Little is known about which forms of CBD—pill, topical, or drop, for example—might be appropriate. Still, experts do have some advice. For very quick relief of, say, muscle cramps or anxiety, inhaling CBD may be most effective, via either a vape pen (think e-cigarette) or cigarette-style. For effects within a few minutes, oil drops under the tongue may be useful. Topical lotions, rubbed onto the skin, vary from person to person—some may feel it right away, others not for several hours. On the other hand, CBD in food products is likely to take longer—30 minutes or more—to be absorbed into your system.
Where did the CBD come from?
Many CBD products sold online and in retail stores come from hemp, not marijuana. And the source of that hemp can be important. Most hemp used in CBD products sold in the U.S. comes from Colorado or Oregon (which have long histories with cannabis) or Kentucky (which passed a law to support hemp growers in 2013) or is imported from overseas.

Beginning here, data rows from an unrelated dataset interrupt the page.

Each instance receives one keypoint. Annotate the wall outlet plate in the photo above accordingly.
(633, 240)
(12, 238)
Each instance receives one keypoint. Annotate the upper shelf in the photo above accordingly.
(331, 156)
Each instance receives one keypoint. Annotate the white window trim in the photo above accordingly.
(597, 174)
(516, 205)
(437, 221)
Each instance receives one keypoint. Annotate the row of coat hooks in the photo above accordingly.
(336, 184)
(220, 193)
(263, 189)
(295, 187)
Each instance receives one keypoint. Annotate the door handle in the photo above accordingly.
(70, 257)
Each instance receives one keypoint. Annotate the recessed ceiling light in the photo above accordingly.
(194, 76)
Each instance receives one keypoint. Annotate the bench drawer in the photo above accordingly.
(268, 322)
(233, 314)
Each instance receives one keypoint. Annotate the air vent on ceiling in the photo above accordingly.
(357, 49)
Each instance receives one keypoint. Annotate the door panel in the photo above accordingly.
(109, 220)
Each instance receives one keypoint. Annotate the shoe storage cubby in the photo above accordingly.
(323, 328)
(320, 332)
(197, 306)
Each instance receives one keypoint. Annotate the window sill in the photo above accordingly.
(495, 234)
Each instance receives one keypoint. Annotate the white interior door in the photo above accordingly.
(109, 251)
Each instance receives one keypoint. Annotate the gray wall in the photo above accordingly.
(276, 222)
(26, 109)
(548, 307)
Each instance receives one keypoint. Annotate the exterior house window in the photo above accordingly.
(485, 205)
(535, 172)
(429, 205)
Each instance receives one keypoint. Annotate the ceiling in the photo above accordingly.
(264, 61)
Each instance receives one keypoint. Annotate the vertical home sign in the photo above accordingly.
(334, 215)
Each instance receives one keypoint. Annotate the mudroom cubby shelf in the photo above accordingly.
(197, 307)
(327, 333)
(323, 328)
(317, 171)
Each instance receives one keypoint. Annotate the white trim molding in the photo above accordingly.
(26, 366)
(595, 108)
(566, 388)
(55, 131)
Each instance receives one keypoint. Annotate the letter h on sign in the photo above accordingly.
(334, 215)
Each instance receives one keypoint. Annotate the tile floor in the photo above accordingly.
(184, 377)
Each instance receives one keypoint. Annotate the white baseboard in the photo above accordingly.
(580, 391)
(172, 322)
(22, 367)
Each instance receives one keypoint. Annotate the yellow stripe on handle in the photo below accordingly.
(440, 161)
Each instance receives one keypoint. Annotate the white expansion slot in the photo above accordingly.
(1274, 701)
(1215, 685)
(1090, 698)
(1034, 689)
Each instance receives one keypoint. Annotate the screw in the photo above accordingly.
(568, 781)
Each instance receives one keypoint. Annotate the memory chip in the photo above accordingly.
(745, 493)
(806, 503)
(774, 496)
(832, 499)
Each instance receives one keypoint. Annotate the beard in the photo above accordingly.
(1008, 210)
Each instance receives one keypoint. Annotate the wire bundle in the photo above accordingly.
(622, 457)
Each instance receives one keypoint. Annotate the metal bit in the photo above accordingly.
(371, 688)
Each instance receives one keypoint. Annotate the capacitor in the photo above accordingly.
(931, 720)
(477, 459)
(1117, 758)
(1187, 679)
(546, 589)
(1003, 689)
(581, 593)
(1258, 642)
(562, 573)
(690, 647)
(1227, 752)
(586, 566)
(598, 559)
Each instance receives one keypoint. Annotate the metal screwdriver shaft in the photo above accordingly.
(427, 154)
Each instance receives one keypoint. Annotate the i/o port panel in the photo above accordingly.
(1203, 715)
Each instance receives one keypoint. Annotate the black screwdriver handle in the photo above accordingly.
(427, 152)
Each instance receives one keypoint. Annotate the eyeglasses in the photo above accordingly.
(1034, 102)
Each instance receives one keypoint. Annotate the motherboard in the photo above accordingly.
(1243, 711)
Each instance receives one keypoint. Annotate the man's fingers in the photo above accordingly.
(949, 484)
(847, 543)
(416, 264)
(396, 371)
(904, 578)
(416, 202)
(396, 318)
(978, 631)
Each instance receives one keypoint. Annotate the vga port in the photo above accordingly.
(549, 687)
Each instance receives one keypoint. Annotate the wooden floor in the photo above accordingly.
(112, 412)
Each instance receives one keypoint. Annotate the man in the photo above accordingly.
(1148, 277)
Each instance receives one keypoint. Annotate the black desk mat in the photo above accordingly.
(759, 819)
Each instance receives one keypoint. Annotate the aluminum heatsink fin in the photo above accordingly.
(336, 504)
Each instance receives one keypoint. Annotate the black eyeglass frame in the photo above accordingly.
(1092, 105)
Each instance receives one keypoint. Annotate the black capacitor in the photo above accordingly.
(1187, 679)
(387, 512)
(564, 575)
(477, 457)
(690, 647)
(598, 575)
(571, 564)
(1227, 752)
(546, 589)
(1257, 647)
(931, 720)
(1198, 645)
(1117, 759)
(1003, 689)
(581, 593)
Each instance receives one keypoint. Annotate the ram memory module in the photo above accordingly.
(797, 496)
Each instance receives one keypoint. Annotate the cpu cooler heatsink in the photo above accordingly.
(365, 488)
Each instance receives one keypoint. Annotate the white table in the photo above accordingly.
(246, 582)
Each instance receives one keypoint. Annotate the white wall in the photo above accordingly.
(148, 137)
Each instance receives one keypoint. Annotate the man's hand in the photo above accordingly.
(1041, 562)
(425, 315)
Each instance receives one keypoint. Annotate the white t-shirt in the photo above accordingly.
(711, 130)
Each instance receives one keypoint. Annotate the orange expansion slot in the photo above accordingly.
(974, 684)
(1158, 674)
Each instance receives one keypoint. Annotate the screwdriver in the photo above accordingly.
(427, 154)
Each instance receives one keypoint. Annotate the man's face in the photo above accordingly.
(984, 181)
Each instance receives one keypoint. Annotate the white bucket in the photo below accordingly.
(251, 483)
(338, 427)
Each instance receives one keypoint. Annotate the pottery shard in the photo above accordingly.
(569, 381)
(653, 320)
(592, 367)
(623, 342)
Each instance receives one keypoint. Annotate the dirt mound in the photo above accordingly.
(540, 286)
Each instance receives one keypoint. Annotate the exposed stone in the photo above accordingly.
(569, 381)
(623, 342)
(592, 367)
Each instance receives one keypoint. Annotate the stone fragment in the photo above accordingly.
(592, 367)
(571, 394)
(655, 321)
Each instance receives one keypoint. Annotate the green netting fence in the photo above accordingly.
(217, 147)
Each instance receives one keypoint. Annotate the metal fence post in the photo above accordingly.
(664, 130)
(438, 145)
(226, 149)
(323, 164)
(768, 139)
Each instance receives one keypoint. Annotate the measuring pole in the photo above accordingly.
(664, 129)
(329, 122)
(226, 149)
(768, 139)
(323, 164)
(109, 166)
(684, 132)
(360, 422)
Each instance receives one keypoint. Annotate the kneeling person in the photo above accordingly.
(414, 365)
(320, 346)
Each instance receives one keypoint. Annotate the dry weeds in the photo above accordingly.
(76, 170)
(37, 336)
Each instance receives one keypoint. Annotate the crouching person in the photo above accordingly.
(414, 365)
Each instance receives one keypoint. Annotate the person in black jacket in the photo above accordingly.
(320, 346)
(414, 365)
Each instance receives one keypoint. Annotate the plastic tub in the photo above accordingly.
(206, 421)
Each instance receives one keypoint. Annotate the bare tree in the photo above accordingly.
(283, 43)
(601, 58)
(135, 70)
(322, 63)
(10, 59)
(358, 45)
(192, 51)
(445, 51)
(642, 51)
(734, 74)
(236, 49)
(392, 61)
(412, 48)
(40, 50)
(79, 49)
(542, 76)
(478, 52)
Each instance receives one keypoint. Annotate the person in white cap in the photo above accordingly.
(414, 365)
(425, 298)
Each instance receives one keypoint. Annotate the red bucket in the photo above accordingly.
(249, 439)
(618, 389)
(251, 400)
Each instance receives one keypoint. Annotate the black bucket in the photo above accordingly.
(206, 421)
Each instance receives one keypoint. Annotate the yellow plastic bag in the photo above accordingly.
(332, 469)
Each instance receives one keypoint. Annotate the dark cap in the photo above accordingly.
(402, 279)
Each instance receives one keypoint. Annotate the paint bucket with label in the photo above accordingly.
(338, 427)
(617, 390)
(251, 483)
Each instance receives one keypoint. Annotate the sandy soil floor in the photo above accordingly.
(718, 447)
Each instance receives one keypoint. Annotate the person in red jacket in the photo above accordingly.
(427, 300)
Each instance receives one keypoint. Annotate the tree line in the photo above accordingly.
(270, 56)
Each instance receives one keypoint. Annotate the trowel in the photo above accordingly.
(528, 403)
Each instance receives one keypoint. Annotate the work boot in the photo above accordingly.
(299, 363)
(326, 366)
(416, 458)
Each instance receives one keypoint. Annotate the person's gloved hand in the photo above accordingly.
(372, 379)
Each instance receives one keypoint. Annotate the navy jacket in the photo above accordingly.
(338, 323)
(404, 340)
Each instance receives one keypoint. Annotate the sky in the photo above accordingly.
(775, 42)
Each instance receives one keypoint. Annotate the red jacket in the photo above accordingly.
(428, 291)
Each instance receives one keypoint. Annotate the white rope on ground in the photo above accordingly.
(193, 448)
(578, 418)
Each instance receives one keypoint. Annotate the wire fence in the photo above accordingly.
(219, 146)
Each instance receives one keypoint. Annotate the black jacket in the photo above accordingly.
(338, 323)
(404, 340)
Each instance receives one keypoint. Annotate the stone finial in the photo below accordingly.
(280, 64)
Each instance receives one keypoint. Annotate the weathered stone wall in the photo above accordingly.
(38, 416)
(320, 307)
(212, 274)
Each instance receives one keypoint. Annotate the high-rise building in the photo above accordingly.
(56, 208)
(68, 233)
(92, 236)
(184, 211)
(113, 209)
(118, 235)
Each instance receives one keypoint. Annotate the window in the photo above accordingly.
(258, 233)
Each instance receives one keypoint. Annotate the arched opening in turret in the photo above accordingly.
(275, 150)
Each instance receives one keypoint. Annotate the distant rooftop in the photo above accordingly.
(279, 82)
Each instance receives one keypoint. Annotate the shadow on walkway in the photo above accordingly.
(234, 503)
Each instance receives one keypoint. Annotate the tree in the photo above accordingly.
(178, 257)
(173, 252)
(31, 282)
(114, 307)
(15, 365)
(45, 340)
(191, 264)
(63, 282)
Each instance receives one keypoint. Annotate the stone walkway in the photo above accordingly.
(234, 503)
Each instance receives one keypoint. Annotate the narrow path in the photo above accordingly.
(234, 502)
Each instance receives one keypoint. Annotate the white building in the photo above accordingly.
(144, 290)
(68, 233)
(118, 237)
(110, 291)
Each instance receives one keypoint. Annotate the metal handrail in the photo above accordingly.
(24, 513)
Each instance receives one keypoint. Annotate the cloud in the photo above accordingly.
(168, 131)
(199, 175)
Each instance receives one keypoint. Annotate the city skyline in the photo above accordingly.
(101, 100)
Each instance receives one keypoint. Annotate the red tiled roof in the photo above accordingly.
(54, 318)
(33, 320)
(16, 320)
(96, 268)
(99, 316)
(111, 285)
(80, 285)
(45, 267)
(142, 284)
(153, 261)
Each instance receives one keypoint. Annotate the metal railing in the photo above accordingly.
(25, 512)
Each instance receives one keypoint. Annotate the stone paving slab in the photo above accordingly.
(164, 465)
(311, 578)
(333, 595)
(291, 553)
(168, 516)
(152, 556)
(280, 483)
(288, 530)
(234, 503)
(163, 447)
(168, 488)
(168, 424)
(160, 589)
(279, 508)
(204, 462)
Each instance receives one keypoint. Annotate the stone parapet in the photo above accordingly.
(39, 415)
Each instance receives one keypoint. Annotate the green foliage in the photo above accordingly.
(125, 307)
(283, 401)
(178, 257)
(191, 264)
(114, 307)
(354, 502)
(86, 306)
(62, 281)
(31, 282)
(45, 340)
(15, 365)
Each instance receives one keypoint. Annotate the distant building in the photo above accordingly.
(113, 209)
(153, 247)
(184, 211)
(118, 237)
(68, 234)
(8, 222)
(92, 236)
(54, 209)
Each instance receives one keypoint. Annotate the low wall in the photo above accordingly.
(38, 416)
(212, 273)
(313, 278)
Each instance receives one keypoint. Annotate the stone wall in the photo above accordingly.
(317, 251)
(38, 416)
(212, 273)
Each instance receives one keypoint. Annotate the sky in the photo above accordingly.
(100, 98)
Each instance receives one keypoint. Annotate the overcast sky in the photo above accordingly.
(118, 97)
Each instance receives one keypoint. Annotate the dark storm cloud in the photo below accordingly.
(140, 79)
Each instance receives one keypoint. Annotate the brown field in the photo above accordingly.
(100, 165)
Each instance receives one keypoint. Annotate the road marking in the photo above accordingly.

Products made with hemp grown overseas can be even more problematic, because they are not subject to any state or federal testing.
How was the CBD extracted?
CBD product labels sometimes say that they were produced with “CO2 extraction.” That can mean that the CBD and other ingredients were removed from the plant using high-pressure carbon dioxide gas, not chemical solvents. Depending on the type of CO2 extraction used, the technique might be able to extract not just CBD but other cannabinoids in the plant.
Some CBD products also describe themselves as including or coming from “hemp oil.” In some cases, manufacturers use that term to mean CBD oil, which is oil rich in CBD made mainly from the leaves, resin, or flowering tops of hemp plants. But “hemp oil” more often, and more properly, refers to oil made from the seeds of the plant, and contains only very small amounts of CBD. That oil is often included in hemp-based soaps, cosmetics, and similar products.
Ask for test results.
Always also ask to see a product’s COA, or certificate of analysis. That document shows how a product performed on tests checking for CBD and THC levels, and the presence of contaminants.
What is the right dose?
Look for products that show how much CBD (or cannabidiol, its full name) you get not just in the whole bottle but in each dose. Dosages, which are expressed in milligrams, or mgs, vary considerably depending on the form of the product. It is always safe to start with a low dose and then titrate to your body’s subjective response.
The FDA and CBD
The FDA has determined that CBD cannot be added to foods or sold as a supplement. The FDA decision does not regulate or limit the other types of products that can be infused or enhanced with CBD. This often leads to products with little to no CBD within the actual product, at best resulting in a placebo effect for the uneducated buyer.
Now that you know that not all CBD products are created equal, go out and explore your buying options!